I am having a strange behaviour on my akka Project. To summarize: I have two Actorsystems running on my hostsystem and want to connect from one to another to send messages. Now the Problem is, when I use the following akka configuration on my client:
akka {
actor {
provider = remote
}
remote {
enabled-transports = ["akka.remote.netty.tcp"]
netty.tcp {
hostname = "127.0.0.1"
port = 0
}
}
}
and the following on my server actorsystem:
akka {
loglevel = "INFO"
actor {
provider = "akka.remote.RemoteActorRefProvider"
}
remote {
enabled-transports = ["akka.remote.netty.tcp"]
netty.tcp {
hostname = "127.0.0.1"
port = 5150
}
log-sent-messages = on
log-received-messages = on
}
}
I cannot connect to my server actorsystem using an actorselection as follows:
val selection = context.actorSelection("akka.tcp://[email protected]:5150/user/receiver")
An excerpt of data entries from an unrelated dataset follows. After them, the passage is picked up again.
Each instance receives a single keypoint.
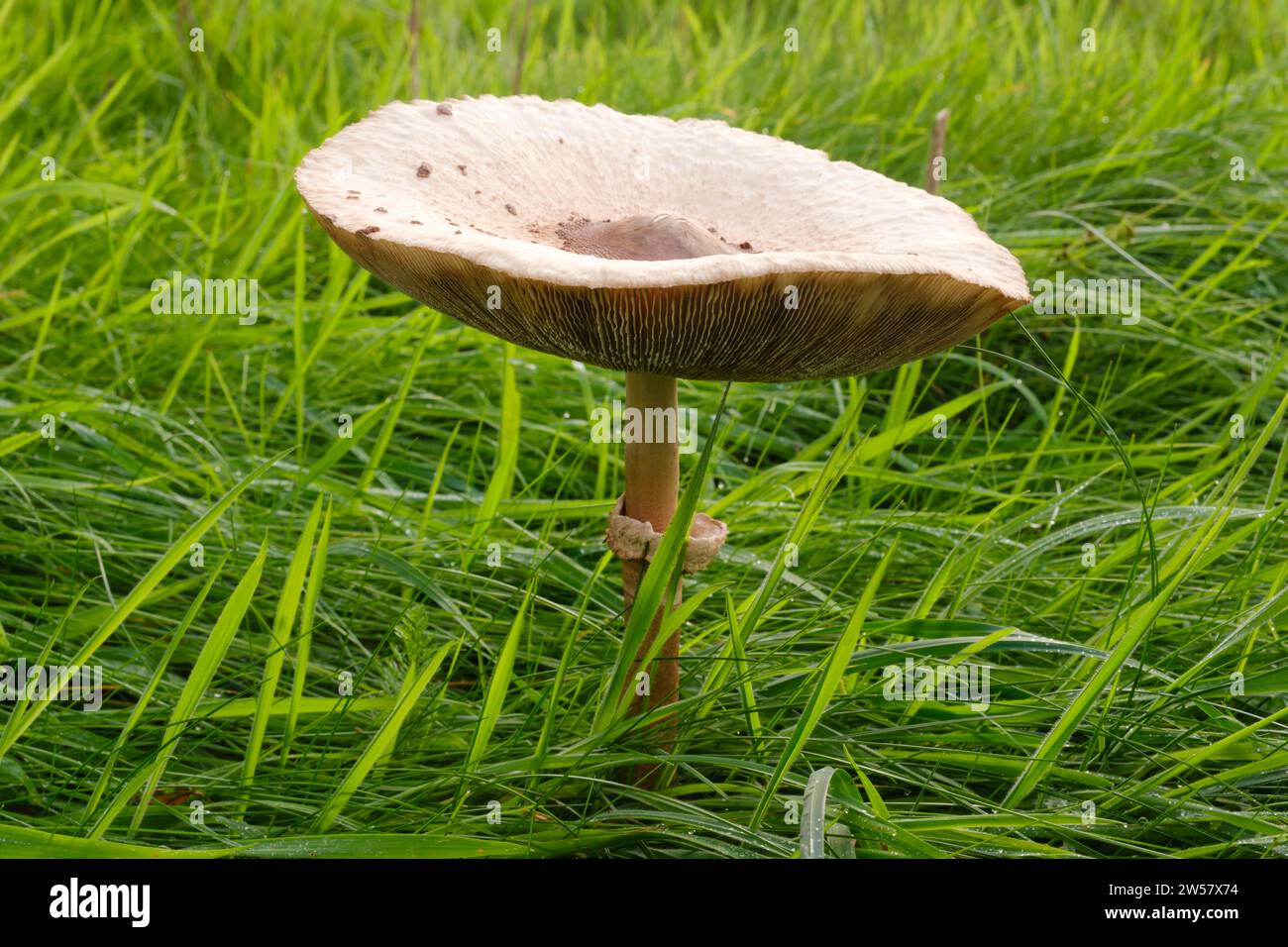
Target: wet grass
(400, 642)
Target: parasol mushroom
(664, 249)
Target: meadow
(342, 566)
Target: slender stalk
(652, 492)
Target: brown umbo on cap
(636, 243)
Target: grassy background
(472, 682)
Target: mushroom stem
(652, 491)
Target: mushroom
(662, 249)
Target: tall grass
(1108, 549)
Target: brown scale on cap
(833, 269)
(640, 237)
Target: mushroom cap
(643, 244)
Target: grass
(426, 672)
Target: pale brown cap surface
(643, 244)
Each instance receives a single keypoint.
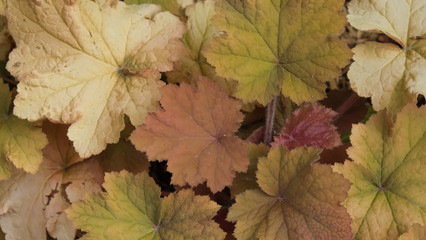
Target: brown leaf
(194, 133)
(310, 125)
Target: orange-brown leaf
(194, 132)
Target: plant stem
(269, 123)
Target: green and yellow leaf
(387, 174)
(391, 75)
(33, 203)
(20, 141)
(275, 46)
(132, 208)
(298, 199)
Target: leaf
(31, 203)
(310, 125)
(104, 63)
(5, 39)
(387, 73)
(132, 208)
(387, 173)
(192, 65)
(20, 142)
(123, 156)
(297, 199)
(415, 232)
(194, 133)
(247, 180)
(168, 5)
(278, 46)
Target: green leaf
(20, 141)
(298, 199)
(132, 208)
(387, 173)
(391, 75)
(275, 46)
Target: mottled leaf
(32, 203)
(297, 200)
(194, 133)
(192, 65)
(132, 208)
(387, 173)
(389, 74)
(20, 142)
(275, 46)
(310, 125)
(89, 63)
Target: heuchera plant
(212, 119)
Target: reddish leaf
(194, 133)
(311, 125)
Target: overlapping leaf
(247, 180)
(194, 133)
(275, 46)
(98, 61)
(192, 65)
(415, 232)
(297, 199)
(32, 203)
(390, 74)
(388, 174)
(132, 208)
(172, 6)
(310, 125)
(20, 142)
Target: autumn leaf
(194, 133)
(415, 232)
(310, 125)
(278, 46)
(132, 208)
(20, 142)
(297, 199)
(192, 64)
(391, 75)
(172, 6)
(32, 203)
(387, 173)
(98, 62)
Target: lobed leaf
(275, 46)
(192, 64)
(194, 133)
(387, 174)
(391, 75)
(297, 199)
(132, 208)
(20, 141)
(310, 125)
(99, 61)
(32, 203)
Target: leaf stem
(269, 123)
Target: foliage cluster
(212, 119)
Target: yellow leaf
(392, 76)
(274, 46)
(132, 208)
(297, 200)
(192, 65)
(20, 142)
(387, 174)
(99, 61)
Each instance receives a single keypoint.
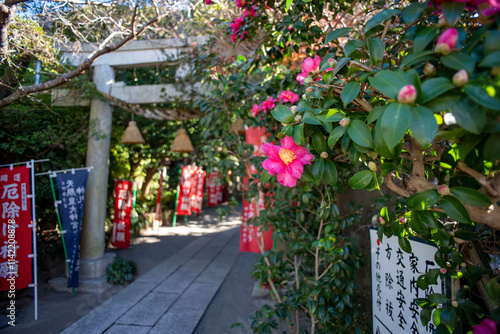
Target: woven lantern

I would expect it to work with a wildcard IP address, because it means that it tried to connect to each IPv4 the hostsystem has. I am getting following error:
[WARN] [05/06/2019 08:57:03.738] [New I/O boss #3] [NettyTransport(akka://ClientSystem)] Remote connection to [null] failed with java.net.ConnectException: Connection refused: no further information: /0.0.0.0:5150
[WARN] [05/06/2019 08:57:03.738] [ClientSystem-akka.remote.default-remote-dispatcher-13] [akka.tcp://[email protected]:8346/system/endpointManager/reliableEndpointWriter-akka.tcp%3A%2F%2FServerSystem%400.0.0.0%3A5150-0] Association with remote system [akka.tcp://[email protected]:5150] has failed, address is now gated for [5000] ms. Reason: [Association failed with [akka.tcp://[email protected]:5150]] Caused by: [java.net.ConnectException: Connection refused: no further information: /0.0.0.0:5150]
On the other hand it is working just fine if I change 127.0.0.1 on the server config to 0.0.0.0 when I run it inside a docker container and connect to it using the 0.0.0.0 address in the actor selection on my client, which is running on the host. So here it seems to work binding and connecting to the wildcard IP.
Does anyone have an explanation to this behaviour?
I think this is explained by this superuser.com answer.
127.0.0.1
is a private loopback network and can only be used to connect to other processes on the same computer. So if you bind the receiving socket to that address, you will not be able to receive connections from other computers.0.0.0.0
is a pseudo-address that has various meanings depending on context. For a server it means that the socket is available from any incoming IP address on any network. For a client it probably means the default IP address of the current machine, though this depends on how the library chooses to treat it.